Tortorella took note of the frequency of whistles Saturday in the bubble (the Rangers and Hurricanes combined for a silly 42 penalty minutes in their first outing, for example) and reinforced the need to stay out of the box.

“There’s been a lot of penalties called in these games here. We’ve really put an emphasis on playing the right way — skating, keeping our sticks down and just checking the right way,” Tortorella said.

“It’s a dangerous power play we’re playing against. We can’t give them that many opportunities.”

In the two minutes the Leafs did have 5-on-4, they registered just one shot.

The primary focus of Maple Leafs’ camp was improving defensively, and that they did, particularly in the affair’s conservative first half. But on Sunday the steady defence came at the cost of what got them into the post-season to begin with.

The highest-priced forward corps in the bubble couldn’t weasel through the layers of frustration Columbus stacks up.

So, after a hemmed-in start, Keefe abandoned his fourth line almost immediately. (Deadline rental Kyle Clifford skated all of 3:21.) He ran out his most dangerous weapon, Matthews, more than Mike Babcock ever did in a regulation playoff game (24:38). And he flashed his All-Star Game line.

And yet? Nada.

It’s difficult to win a track meet when the other guy won’t even give you a second to tie your shoes.

“They play playoff hockey. This is playoff hockey,” Zach Hyman said. “Not much out there. It’s tight.”

“We’ll learn from this.”

Each member of the Leafs’ top-six forwards finished with a dash in the plus/minus column. Mitch Marner did not register a shot on net.

The new-look third unit, featuring teenage sniper Nick Robertson, was built to produce. Yet after Robertson’s Grade-A chance on his first shift, they went quiet.

“That would be by far the hardest game he’s ever played in, I imagine,” Keefe said.

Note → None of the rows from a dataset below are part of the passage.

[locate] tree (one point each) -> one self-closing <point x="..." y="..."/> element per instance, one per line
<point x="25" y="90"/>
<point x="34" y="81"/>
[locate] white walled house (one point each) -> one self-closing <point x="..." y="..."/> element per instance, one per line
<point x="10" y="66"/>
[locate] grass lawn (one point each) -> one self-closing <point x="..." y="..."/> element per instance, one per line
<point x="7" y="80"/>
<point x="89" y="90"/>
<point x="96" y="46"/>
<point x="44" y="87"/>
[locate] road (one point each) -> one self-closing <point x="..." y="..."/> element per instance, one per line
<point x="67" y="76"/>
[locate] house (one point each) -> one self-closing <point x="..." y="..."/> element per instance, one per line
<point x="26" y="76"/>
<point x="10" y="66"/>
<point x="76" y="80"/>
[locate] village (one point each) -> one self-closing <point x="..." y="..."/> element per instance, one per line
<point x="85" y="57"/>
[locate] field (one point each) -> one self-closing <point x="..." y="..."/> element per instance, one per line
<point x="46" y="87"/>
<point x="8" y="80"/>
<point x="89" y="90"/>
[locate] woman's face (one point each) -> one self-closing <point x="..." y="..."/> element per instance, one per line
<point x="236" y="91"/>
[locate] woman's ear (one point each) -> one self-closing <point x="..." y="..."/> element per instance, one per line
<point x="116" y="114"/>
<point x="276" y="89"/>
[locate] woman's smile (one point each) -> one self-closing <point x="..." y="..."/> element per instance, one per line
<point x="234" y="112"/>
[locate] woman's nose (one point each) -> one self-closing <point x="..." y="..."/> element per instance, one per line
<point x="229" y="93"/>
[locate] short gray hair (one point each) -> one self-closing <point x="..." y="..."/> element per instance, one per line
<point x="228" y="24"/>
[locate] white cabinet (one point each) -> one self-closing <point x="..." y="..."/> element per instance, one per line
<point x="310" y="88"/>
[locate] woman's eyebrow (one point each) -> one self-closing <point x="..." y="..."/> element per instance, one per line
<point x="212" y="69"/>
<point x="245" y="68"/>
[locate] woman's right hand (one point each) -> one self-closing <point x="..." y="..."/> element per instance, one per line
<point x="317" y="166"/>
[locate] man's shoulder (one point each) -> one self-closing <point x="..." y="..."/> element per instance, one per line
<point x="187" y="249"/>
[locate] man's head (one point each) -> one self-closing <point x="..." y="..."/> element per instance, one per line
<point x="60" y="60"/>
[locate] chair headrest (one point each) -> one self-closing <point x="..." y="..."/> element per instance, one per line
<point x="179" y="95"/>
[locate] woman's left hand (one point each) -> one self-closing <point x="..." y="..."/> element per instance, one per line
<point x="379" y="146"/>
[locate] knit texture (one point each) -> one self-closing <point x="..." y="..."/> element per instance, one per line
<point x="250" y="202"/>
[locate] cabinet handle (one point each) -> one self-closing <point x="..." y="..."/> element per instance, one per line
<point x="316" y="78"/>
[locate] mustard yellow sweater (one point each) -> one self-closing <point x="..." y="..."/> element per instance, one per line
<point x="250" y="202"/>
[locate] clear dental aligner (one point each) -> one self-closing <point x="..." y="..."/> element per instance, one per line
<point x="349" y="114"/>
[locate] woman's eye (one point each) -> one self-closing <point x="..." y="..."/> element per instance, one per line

Credit Tortorella’s game plan, and the Jackets’ commitment to it, for drawing first blood in what could well be the series with the thinnest margins for error.

Knotted at 0-0 heading into the third period is where Columbus is comfortable.

This season the Jackets had 12 wins when tied after two. They celebrated 20 one-goal wins. Both marks are the most in the NHL.

Just give them a window.

Ask Frederik Andersen, who was fantastic all night but made one third-period gaffe. The goalie guessed high on an Atkinson wrister from the right wing that zipped far-side over his pad and under his blocker.

“I closed my eyes,” Atkinson said. “I knew where I wanted to shoot. I wasn’t really expecting it to go in, but obviously one of those I’ll take.”

After Alexander Wennberg thumped the empty net, Keefe stood by Andersen.

“As far as I’m concerned, he did his job. He kept them to one goal. We have to find a way to get him some help.”

One day at training camp, we asked Keefe if he was ready for this chess match with Tortorella, and the former player assured he was.

Columbus has knocked over the first significant piece and taken a firm step towards planting its own identity all over this best-of-five.

“We can’t lose sight of who we are as a team,” Keefe had reminded in the lead-up. “We need to be really good offensively.”

Tuesday, Game 2, would be a fine time to start.